The Socially Responsible Sweatshop (SRS) is a non-profit charitable organization that repurposes landfill-destined textiles into useful, beautiful items. Proceeds from their sales provide funds for food-insecure communities and social justice projects. The volunteers of SRS strive to be helpful while demonstrating responsible stewardship of the Earth and the protection of its environment. I was lucky enough to meet with Mary Ann Kasper and Lonnie Hawks at the Haymaker Farmer’s Market in downtown Kent, Ohio, and learn more about their nonprofit.
The Socially Responsible Sweatshop’s mission is to extend its financial resources to other causes that are seen as fit and feasible. They work to sustain the Earth and the hungry.
Socially Responsible Sweatshop works with Bonyo’s Kenya Mission and Kent State University School of Nursing to help people in Western Kenya. The women of SRS gifted a refurbished 1920s Singer sewing machine to the women of Kenya.
Prior to its donation, the sewing machine had quite the journey: It is said that this 1920s Singer was the shop’s first sewing machine. Kasper wanted to help those in need get more fresh food, so she went to a thrift store and bought the old Singer machine. Kasper started by making yoga mats, but once she started gathering a team, the opportunities were endless. Revenue from the items made was used to purchase and provide food.

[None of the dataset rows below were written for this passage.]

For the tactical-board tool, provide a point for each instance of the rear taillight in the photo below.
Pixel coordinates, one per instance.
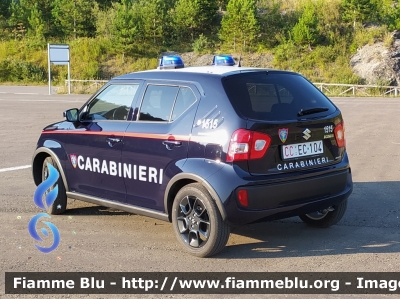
(243, 198)
(247, 145)
(339, 135)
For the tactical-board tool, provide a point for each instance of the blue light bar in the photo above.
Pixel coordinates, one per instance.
(171, 62)
(225, 60)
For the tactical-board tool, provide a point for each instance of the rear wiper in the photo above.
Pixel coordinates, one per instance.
(311, 111)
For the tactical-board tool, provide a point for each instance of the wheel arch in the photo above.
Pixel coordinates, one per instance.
(183, 179)
(37, 161)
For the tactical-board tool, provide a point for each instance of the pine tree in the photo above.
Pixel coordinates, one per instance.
(306, 30)
(74, 18)
(194, 17)
(239, 27)
(359, 11)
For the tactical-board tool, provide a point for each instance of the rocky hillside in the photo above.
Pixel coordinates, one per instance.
(378, 64)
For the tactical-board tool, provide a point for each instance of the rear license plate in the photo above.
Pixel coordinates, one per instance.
(302, 149)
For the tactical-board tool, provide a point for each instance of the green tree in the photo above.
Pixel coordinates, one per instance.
(36, 26)
(74, 18)
(306, 32)
(127, 27)
(359, 11)
(194, 17)
(239, 26)
(5, 8)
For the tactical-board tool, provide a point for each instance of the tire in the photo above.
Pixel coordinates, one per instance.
(325, 218)
(197, 223)
(60, 204)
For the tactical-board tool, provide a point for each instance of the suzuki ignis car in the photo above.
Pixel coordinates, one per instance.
(205, 148)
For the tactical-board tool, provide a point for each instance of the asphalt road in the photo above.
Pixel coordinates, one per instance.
(101, 239)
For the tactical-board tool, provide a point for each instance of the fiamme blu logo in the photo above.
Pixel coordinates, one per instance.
(45, 195)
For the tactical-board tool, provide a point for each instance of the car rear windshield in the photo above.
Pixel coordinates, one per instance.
(276, 96)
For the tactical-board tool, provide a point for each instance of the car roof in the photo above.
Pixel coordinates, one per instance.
(190, 73)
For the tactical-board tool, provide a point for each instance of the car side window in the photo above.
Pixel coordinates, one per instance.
(113, 103)
(184, 100)
(158, 102)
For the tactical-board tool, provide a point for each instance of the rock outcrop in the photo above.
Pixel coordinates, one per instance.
(378, 64)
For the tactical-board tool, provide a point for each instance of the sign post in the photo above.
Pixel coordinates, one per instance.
(59, 54)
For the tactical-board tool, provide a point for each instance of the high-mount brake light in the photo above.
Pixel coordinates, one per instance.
(247, 145)
(223, 60)
(243, 197)
(339, 135)
(171, 62)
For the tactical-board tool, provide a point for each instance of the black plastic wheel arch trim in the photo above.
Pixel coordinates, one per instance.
(198, 179)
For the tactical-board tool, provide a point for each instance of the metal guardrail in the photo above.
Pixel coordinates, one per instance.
(330, 89)
(353, 89)
(85, 86)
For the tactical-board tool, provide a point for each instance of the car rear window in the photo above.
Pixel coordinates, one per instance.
(275, 96)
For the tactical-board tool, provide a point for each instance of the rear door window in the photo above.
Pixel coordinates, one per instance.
(275, 96)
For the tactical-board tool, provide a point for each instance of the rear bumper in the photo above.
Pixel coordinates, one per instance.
(287, 199)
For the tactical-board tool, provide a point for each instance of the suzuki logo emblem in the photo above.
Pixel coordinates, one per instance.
(306, 134)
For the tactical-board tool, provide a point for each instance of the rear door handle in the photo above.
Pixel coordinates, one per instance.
(170, 144)
(112, 141)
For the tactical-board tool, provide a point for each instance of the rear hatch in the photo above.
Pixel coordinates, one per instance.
(300, 126)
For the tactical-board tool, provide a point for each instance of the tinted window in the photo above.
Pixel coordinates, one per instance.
(113, 103)
(158, 102)
(274, 96)
(184, 100)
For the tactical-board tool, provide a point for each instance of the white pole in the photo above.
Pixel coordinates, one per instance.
(69, 78)
(48, 62)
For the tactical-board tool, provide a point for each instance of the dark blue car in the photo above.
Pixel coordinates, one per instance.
(206, 148)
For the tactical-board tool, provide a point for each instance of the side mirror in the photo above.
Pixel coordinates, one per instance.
(71, 114)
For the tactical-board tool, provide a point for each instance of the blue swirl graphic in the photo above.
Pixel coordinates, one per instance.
(34, 234)
(44, 186)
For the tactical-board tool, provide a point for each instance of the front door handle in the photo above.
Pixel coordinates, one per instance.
(170, 144)
(112, 141)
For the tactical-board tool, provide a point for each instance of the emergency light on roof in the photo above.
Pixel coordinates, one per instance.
(222, 60)
(171, 62)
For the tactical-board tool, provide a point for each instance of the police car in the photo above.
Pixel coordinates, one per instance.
(206, 148)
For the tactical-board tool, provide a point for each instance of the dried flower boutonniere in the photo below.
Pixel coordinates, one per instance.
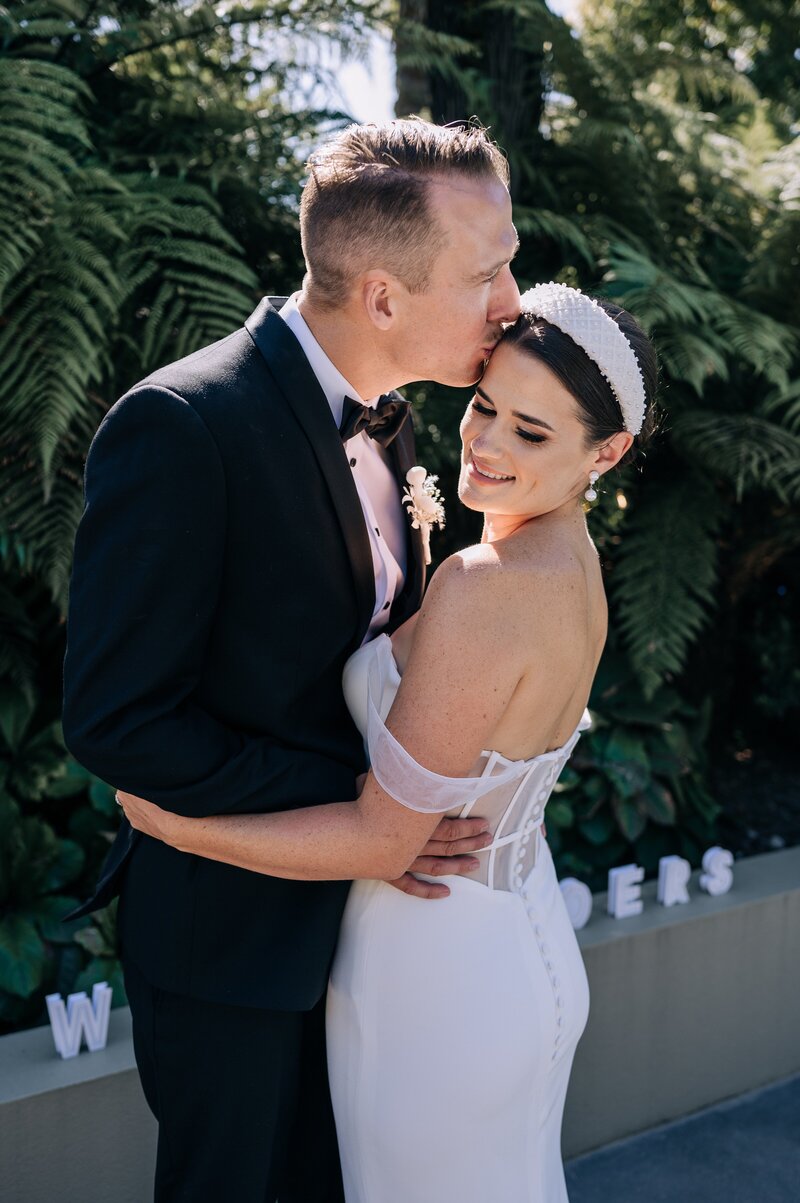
(425, 505)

The Socially Responsible Sweatshop was inspired to help set up a “sister sweatshop” at the Mama Pilista Bonyo Memorial Health Center, which is an ongoing project. They repurpose all the items they receive, which keeps fabric, sewing machines, and other reusable items out of landfills, saves money, and protects the environment.

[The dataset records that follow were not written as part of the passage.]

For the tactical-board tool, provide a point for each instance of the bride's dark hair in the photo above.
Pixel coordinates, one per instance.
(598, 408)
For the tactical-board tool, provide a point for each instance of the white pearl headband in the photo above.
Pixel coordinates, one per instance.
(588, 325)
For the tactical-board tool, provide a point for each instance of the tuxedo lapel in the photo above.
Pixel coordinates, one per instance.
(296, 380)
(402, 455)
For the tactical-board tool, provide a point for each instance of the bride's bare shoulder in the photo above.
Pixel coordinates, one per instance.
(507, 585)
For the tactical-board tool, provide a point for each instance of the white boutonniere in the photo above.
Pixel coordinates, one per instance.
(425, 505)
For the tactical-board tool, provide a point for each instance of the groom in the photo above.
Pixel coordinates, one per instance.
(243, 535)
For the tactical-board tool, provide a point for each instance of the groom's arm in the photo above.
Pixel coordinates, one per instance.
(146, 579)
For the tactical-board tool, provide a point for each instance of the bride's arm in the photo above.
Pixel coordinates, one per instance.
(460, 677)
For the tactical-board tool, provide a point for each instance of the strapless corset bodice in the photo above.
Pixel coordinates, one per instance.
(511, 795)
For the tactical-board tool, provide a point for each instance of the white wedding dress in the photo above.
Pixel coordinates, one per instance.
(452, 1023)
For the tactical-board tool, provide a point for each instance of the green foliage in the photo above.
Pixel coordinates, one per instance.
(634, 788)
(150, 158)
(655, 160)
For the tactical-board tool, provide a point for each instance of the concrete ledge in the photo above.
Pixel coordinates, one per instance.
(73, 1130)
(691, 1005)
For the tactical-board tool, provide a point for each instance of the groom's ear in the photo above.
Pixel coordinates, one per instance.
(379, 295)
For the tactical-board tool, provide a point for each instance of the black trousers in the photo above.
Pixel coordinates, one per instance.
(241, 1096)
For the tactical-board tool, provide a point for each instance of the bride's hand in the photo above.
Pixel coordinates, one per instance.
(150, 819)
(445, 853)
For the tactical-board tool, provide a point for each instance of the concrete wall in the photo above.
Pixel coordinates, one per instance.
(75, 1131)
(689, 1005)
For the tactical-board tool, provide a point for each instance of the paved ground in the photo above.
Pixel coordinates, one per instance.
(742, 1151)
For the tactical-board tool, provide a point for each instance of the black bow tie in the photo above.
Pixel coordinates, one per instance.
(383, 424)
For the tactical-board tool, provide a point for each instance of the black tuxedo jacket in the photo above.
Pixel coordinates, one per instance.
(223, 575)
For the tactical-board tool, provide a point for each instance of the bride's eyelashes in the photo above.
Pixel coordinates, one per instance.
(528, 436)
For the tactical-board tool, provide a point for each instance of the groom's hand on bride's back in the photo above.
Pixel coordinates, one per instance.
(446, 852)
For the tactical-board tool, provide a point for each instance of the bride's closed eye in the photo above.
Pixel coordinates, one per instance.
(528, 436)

An abundance of used towels and bedsheets were used for upcycling needs for the Kenyan women. It is said that “having the means to make their own reusable menstrual pads out of affordable and accessible materials will give the young women in the villages around the clinic a better chance to be self-reliant, remain in school, and break the circle of poverty caused by lack of education.”
The group’s efforts to produce work sustainably, while also working towards funding food insecurity programs and raising awareness of social justice issues, make the organization important and unique. They have a large impact locally and it is inspiring to see them impacting other communities as well. The success of their work has led the organization to focus its efforts on organizations in other countries, just as they are in Kenya.

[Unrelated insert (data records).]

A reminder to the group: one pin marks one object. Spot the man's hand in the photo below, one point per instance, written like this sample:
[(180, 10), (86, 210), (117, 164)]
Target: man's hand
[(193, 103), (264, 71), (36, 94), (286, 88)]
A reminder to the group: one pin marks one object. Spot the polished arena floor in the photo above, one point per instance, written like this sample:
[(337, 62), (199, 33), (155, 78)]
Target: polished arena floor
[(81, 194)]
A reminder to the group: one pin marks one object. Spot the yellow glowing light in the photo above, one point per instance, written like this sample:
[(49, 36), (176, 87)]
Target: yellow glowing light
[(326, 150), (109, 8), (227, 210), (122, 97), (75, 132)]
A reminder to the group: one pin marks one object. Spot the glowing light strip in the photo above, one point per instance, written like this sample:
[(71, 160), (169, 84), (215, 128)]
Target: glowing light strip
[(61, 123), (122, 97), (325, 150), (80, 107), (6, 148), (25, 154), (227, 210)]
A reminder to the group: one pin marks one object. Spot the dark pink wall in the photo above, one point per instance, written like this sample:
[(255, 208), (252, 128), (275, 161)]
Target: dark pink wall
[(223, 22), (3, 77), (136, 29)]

I am grateful I was able to talk to Mary Ann and Lonnie about their non-profit, Socially Responsible Sweatshop. My Photojournalism class project turned out to be more memorable than I ever imagined it would. I took a picture of them from afar, and approached them afterward, asking them, “Could you tell me more about your non-profit?” Listening to them, hearing what they do, and learning all about their organization inspires me to be a better person for myself and for others.
What are some ways you are able to help out in your community? Sometimes you might have to take a deeper look, but you might find something that just might change your outlook.